In recent years, I’ve begun to find similar comfort in media entities. When I get to work in the morning, I settle in by checking out the top stories on the New York Times site, seeing what Pitchfork is reviewing that day, and streaming BBC World Service and the Brian Lehrer Show on WNYC. By having familiar places for my mouse to click, I feel a sense of “home”, even when I’m unhappy with my surroundings.

For the last five years, FreeDarko has consistently centered me in this way. Andrew Abides and I started reading regularly during our junior year of college, and just about every day, one of us would yell to the other from our adjacent dorm rooms, “You read this new FreeDarko post, yet?” It became the center point for our discussions about basketball.
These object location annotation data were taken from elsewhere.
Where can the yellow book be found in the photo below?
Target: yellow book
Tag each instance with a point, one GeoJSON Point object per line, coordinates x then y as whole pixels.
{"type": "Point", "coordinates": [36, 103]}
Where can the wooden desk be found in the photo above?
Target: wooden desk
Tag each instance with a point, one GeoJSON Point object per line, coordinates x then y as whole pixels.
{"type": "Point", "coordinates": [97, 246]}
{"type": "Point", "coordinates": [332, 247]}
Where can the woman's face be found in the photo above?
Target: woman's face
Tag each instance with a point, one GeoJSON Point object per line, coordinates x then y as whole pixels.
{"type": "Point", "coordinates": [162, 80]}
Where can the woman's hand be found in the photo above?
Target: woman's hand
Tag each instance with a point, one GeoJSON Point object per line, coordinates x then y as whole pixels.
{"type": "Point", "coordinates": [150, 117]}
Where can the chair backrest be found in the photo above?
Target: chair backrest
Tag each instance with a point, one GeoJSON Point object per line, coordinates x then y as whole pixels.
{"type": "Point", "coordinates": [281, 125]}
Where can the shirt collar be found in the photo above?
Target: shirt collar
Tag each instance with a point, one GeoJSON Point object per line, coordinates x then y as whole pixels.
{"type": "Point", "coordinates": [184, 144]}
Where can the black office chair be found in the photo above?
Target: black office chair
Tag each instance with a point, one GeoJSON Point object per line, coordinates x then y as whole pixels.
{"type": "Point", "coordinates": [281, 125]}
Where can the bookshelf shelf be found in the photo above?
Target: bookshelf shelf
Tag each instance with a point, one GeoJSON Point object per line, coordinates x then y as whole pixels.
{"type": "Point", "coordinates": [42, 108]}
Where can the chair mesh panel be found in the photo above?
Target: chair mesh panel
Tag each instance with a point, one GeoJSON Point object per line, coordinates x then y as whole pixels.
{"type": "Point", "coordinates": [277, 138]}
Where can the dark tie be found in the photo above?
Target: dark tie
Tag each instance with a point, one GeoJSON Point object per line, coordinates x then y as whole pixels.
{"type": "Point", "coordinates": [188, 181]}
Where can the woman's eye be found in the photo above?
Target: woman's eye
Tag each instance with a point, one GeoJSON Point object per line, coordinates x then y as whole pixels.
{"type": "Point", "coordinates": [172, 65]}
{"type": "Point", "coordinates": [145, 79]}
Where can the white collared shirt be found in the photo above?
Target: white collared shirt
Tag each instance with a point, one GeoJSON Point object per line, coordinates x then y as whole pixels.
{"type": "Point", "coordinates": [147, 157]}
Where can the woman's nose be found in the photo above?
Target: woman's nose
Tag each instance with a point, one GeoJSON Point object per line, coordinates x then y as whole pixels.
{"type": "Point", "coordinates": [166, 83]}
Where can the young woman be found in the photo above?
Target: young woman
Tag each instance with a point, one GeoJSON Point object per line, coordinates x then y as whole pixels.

We would reference posts while geeking out over Gil, while rubbing our eyes after witnessing Don Nelson’s Warriors turn basketball on its head, while reminiscing about the innocent days when Vince Carter looked like he might never come down. FD provided the building blocks of a new language we would use to talk about basketball, one that had existed in our heads for a long time, but that had always seemed really difficult to verbalize. It made us feel justified in attaching so much meaning to what others might have seen as minor moments, confusing subplots with characters barely worth examining. Shoals and Co. were pioneers of a new way of discussing basketball, one that gave attention to things and people that were in danger of fading to the background of the mainstream dialogue. In short, it made tangible what seemed for so long to have been intangible.

Last March, Andrew, I, and a bunch of other friends who were as passionate about this game as we were, took the leap and started this blog, knowing damn well that it would be a work in progress for a long time. There were some things that were clear from the beginning, though. We wanted it to be funny. We wanted it to be smart. We wanted it to honor the League by treating it as something worth studying, analyzing, criticizing, joking about, and thinking about in a way that was slightly less than straightforward. Basically, we wanted it to have the qualities we valued when we read about basketball, and these qualities really all first assembled in one place on FreeDarko. To this day, it is constantly our goal and dream to continue the kinds of conversations that were started on FD.

As of this morning, we’re all on our own as we continue those conversations. And when I feel like I need to be oriented, when I look for comfort in familiarity, I’ll have one less place to which I can turn. But the good news is very good, and it’s that: thanks to one little blog that my friend and I discovered (fairly late) as we killed time between classes, I now feel like I just might be able to create a little piece of home myself.

1 comment:

  1. I second everything here, because as stated, I lived with Adam when we discovered FreeDarko during that Website's salad days. But I'll also add that Shoals has probably influenced my own writing more than any other writer has. After routinely rereading Shoals' most erudite and confounding sentences six and seven times, relishing both the puzzle and prose, I soon came to realize that it doesn't always matter whether or not your reader understands you. Just choose whatever words you want. Sometimes shit is just good. Which is a liberating truth for someone as lazy as me.